Does there exist a space-filling rhombic disphenoid?
bump
Maybe you should ask your mom about how my thrombic fills the space between her isotittie.
>>16264456No.Source? Divine intuition
Yes, any object is space filling.What makes space filling curves special is that they're 1d, anything higher than 1d can obviously fill space by making it arbitrarily large.
>>16266308Wrong: https://mathworld.wolfram.com/Space-FillingPolyhedron.html
>>16264456Here's one in 4-dimensions.disphenoidal 288-cell
SAFE SPACEhttps://www.youtube.com/watch?v=TBvPIAWB_t0
>>16264466>Telephasic Workshophttps://www.youtube.com/watch?v=he8fMUmxHOU
It's huge
>>16264456Our math isn't advanced enough to answer this question
>>16264466Tesseracts have quadrilateral faces, moron
>>16264577>>16264981>>16265349>>16265851>>16266292>>16266708>>16267054>>16267484>>16267885>>16268325>>16268883>>16269438>>16269867>>16270317>>16270610>>16271455>>16271784>>16272967>>16273627>>16274496>>16275348>>16276871>>16279088Reporting this thread for spam. 35 replies and ~25 of them are from the same person.
>>16280310Maybe it's a 4D icosahedron?
>>16280327I bumped this thread twice because I find it interesting, and nobody has made any interesting posts yet.
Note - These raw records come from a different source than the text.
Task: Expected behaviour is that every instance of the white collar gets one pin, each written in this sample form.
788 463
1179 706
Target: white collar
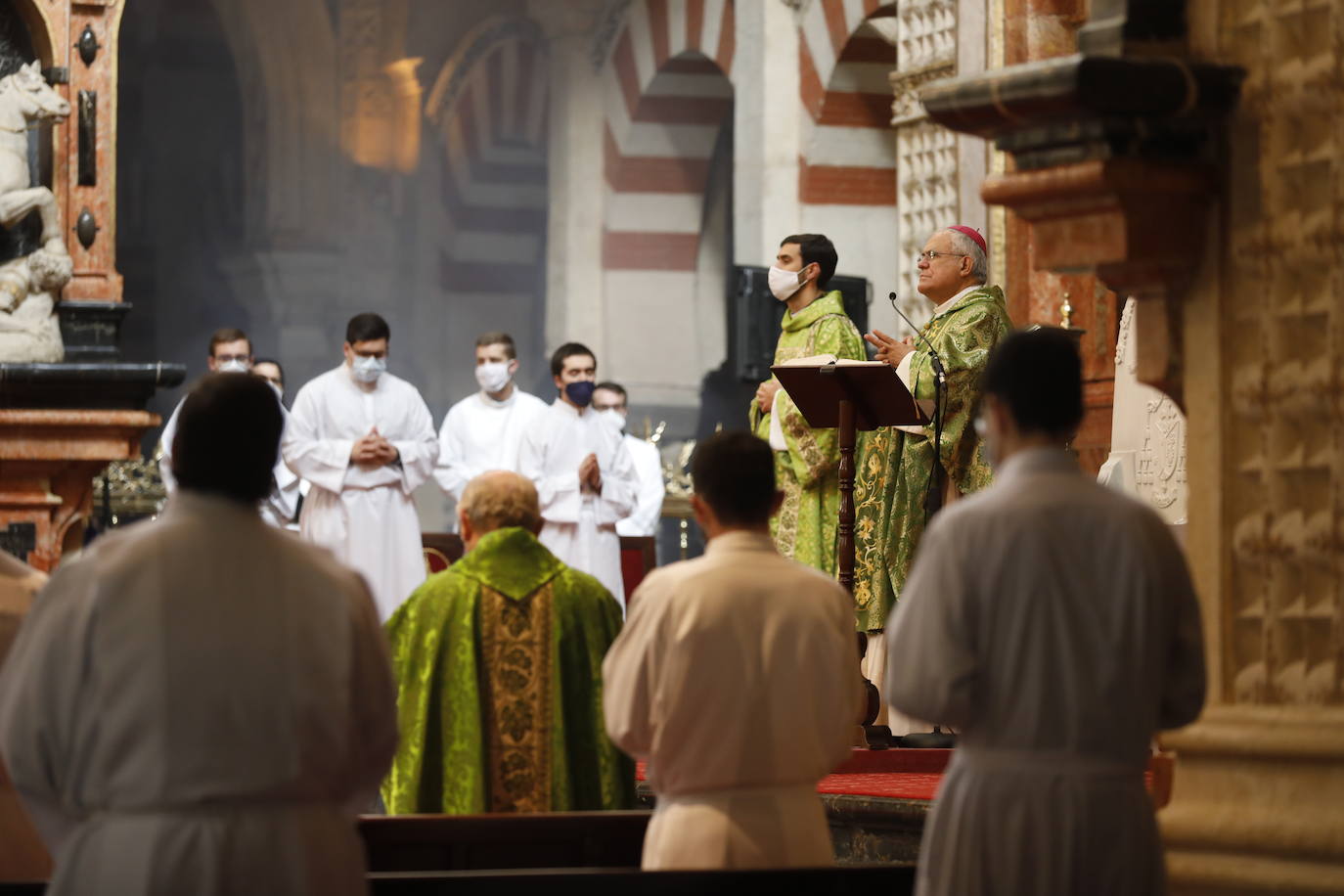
488 402
946 306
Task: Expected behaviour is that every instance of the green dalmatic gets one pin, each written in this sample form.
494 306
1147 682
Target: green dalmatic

>>16280595https://en.wikipedia.org/wiki/24-cell
>>16280327bump
>>16282677Ehm
I'll just analyze the obvious way to try to do it: join edges of the same length together. In order for this to work, at each edge the angle between the two faces that meet there must be [math]2\pi/n[/math] for some [math]n \geq 3[/math]. So let's try to calculate the angles between the faces.Line the x, y, and z axes up with the rotational axes of symmetry of the disphenoid, and let <a,b,c> be a normal vector to one of the faces. Then <a,-b,-c>, <-a,b,-c>, and <-a,-b,c> are normal vectors to the other faces. The possible angles between the normal vectors are [math]\cos^{-1}\left(\frac{a^2-b^2-c^2}{a^2+b^2+c^2}\right)[/math], [math]\cos^{-1}\left(\frac{-a^2+b^2-c^2}{a^2+b^2+c^2}\right)[/math], and [math]\cos^{-1}\left(\frac{-a^2-b^2+c^2}{a^2+b^2+c^2}\right)[/math], and the angles between the faces are the supplements of these angles. We obtain the result[math]\cos(\alpha) + \cos(\beta) + \cos(\gamma) = 1[/math]where [math]\alpha[/math], [math]\beta[/math], and [math]\gamma[/math] are the angles between faces, each of which occurs at two opposite edges.Now we just search for angles of the form [math]2\pi/n[/math] ([math]n \geq 3[/math]) that satisfy this equation. There is exactly one solution,[math]\cos(2\pi/4) + \cos(2\pi/6) + \cos(2\pi/6) = 1[/math].But this would give us a tetragonal disphenoid rather than a rhombic one.I don't know whether or not there might be a more clever way of doing it that bypasses this issue.
>>16283261So that's a no, then?
>>16283717No under the stated assumption. I would guess it's no in general, but I don't have a proof of that.